Tyler O'Neal, Staff Editor INDUSTRY

Using MD simulations, MIT chemists show how molecular clusters in the nucleus interact with chromosomes

A new study finds the clusters form small, stable droplets and may give the genome a gel-like structure

A cell stores all of its genetic material in its nucleus, in the form of chromosomes, but that’s not all that’s tucked away in there. The nucleus is also home to small bodies called nucleoli — clusters of proteins and RNA that help build ribosomes.

Using supercomputer simulations, MIT chemists have now discovered how these bodies interact with chromosomes in the nucleus, and how those interactions help the nucleoli exist as stable droplets within the nucleus.

Their findings also suggest that chromatin-nuclear body interactions lead the genome to take on a gel-like structure, which helps to promote stable interactions between the genome and transcription types of machinery. These interactions help control gene expression.

“This model has inspired us to think that the genome may have gel-like features that could help the system encode important contacts and help further translate those contacts into functional outputs,” says Bin Zhang, the Pfizer-Laubach Career Development Associate Professor of Chemistry at MIT, an associate member of the Broad Institute of Harvard and MIT, and the senior leader of the study. MIT graduate student Yifeng Qi is the head of the study.

Modeling droplets

Much of Zhang’s research focuses on modeling the three-dimensional structure of the genome and analyzing how that structure influences gene regulation.

In the new study, he wanted to extend his modeling to include nucleoli. These small bodies, which break down at the beginning of cell division and then re-form later in the process, consisting of more than a thousand different molecules of RNA and proteins. One of the key functions of the nucleoli is to produce ribosomal RNA, a component of ribosomes.

Recent studies have suggested that nucleoli exist as multiple liquid droplets. This was puzzling because, under normal conditions, multiple droplets should eventually fuse into one large droplet, to minimize the surface tension of the system, Zhang says.

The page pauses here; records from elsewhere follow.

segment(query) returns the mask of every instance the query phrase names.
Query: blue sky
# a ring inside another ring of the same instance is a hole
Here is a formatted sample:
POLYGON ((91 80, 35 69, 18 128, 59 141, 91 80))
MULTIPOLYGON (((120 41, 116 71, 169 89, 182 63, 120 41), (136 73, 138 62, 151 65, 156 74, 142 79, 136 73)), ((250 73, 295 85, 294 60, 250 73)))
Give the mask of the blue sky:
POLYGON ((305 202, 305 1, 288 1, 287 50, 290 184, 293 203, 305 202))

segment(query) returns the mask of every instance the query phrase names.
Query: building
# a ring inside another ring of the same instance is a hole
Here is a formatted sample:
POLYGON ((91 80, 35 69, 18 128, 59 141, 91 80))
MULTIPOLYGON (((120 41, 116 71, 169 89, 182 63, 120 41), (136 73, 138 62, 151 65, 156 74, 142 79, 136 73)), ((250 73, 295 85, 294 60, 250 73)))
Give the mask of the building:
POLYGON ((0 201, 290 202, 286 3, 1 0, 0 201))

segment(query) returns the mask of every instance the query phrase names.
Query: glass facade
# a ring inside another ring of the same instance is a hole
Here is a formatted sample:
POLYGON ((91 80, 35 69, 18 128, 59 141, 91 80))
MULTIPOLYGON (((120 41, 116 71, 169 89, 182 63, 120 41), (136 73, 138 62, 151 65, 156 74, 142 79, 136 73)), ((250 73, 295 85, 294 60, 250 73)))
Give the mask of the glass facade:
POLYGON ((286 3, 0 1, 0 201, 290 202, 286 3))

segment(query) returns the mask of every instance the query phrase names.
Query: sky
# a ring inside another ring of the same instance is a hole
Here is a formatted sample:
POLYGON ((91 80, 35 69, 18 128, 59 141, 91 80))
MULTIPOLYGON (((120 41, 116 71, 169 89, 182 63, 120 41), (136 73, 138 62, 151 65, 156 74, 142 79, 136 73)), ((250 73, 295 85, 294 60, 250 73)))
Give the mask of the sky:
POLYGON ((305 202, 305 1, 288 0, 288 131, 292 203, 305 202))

“That’s where the problem gets interesting, because in the nucleus, somehow those multiple droplets can remain stable across an entire cell cycle, over about 24 hours,” he says.

To explore this phenomenon, Zhang and Qi used a technique called molecular dynamics simulation, which can model how a molecular system changes over time. At the beginning of the simulation, the proteins and RNA that make up the nucleoli are randomly distributed throughout the nucleus, and the simulation tracks how they gradually form small droplets.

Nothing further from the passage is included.